Diziyi izlerken sürekli “insanoğlu insan ülke bağımsız, sistem bağımsız yine insan” dedirtti bana. Sistemin insanla başa çıkması ya da çıkamamasını bir kenara koyarak, kendi yaşadığım ülkemin sınırları dahilindeki benzer olayların da bu şekilde vurucu yapımlarla, bol ödüllerle baştacı edilerek kafamıza kafamıza vurulabildiği günlere yelken açmak ümidiyle hepinize bol jiletli seyirler diliyorum.
Fragman
Hemen hemen her ingiliz dizisinde olduğu gibi maalesef olan bitene dair fazlasıyla fikir veren bir fragmanı var dizinin.
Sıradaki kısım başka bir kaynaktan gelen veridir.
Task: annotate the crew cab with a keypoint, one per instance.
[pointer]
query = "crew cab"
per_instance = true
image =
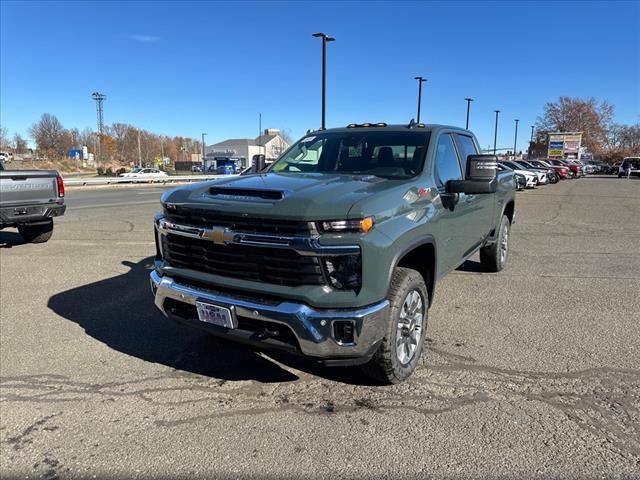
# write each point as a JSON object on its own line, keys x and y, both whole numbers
{"x": 29, "y": 199}
{"x": 334, "y": 251}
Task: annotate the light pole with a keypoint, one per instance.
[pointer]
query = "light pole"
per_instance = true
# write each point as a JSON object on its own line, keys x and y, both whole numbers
{"x": 202, "y": 159}
{"x": 421, "y": 80}
{"x": 495, "y": 132}
{"x": 515, "y": 140}
{"x": 531, "y": 143}
{"x": 325, "y": 39}
{"x": 469, "y": 100}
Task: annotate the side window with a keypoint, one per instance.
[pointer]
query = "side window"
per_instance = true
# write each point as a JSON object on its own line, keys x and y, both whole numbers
{"x": 447, "y": 166}
{"x": 466, "y": 148}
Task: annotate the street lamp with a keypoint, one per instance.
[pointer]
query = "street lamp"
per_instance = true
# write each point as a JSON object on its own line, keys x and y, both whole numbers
{"x": 202, "y": 159}
{"x": 421, "y": 80}
{"x": 515, "y": 140}
{"x": 469, "y": 100}
{"x": 495, "y": 132}
{"x": 531, "y": 143}
{"x": 325, "y": 39}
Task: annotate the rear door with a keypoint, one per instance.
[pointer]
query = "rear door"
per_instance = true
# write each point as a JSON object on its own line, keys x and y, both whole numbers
{"x": 27, "y": 187}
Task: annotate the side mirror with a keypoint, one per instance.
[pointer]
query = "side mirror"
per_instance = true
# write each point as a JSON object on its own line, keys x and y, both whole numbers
{"x": 259, "y": 162}
{"x": 480, "y": 176}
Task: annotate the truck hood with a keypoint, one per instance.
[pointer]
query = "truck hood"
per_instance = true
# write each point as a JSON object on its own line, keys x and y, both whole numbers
{"x": 300, "y": 196}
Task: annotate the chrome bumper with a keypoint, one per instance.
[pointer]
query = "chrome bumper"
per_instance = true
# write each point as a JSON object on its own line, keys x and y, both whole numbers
{"x": 312, "y": 328}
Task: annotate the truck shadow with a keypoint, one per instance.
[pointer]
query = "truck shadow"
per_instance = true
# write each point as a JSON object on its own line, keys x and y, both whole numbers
{"x": 10, "y": 239}
{"x": 120, "y": 313}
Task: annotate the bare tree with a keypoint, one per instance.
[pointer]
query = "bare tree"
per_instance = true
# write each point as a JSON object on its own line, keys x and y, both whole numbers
{"x": 49, "y": 135}
{"x": 19, "y": 143}
{"x": 588, "y": 116}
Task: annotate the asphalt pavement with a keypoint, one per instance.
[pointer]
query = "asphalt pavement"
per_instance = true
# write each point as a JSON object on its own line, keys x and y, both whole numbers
{"x": 532, "y": 372}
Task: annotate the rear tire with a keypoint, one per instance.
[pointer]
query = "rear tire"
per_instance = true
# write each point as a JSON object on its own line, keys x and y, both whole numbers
{"x": 39, "y": 233}
{"x": 494, "y": 257}
{"x": 399, "y": 353}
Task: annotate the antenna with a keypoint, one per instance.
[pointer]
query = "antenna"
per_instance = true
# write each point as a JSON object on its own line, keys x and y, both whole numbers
{"x": 99, "y": 98}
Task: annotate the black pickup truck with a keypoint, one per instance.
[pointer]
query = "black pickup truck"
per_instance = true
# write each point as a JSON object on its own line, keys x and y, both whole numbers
{"x": 29, "y": 199}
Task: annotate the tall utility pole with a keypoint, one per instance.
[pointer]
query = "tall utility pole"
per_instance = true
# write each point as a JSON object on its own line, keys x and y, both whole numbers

Bu uyarımı dikkate alarak “oynat”a basmanızda yarar var.
yorumlar
S01E01
Şu İngilizlerle galiba barışamayacağım hele mini dizilerine. Kısa olmasına rağmen sezonda ki bölüm sayıları 1. bölümden ileri gidemiyorum bunda da aynı şeyi yaşadım gidemeyeceğim. Yaşadığım şey de şu genelde bölüm süreleri 60 dakika oluyor. İyi güzel buna lafım yok ama ilk bölümün ilk 30 dakikası güzel giderken o dakikadan sonra bir geçiş noktası oluyor orada kopuyorum bir sıkılmaya başlıyorum bitse de kurtulsak moduna girmeye başlatıyor beni. 2. bölüme bakasım gelmiyor bu sebeple. Bir çok kişinin beğenebileceğini düşününüyorum bu diziyi ama benim devam edemeyeceğim bir dizi oldu. Eline sağlık dkamoy
Ödül törenlerinde dikkatimi çekti benim dizi, konusunu bilmiyordum, konusu da iyiymiş. Uygun bir zamanda izlemeyi düşünüyorum.
Eline sağlık @dkamoy.
@Tillhardbottle Ah keşke sorsaydın, ötekinde faka bastım ama bak işte bu diziyi önermezdim sana.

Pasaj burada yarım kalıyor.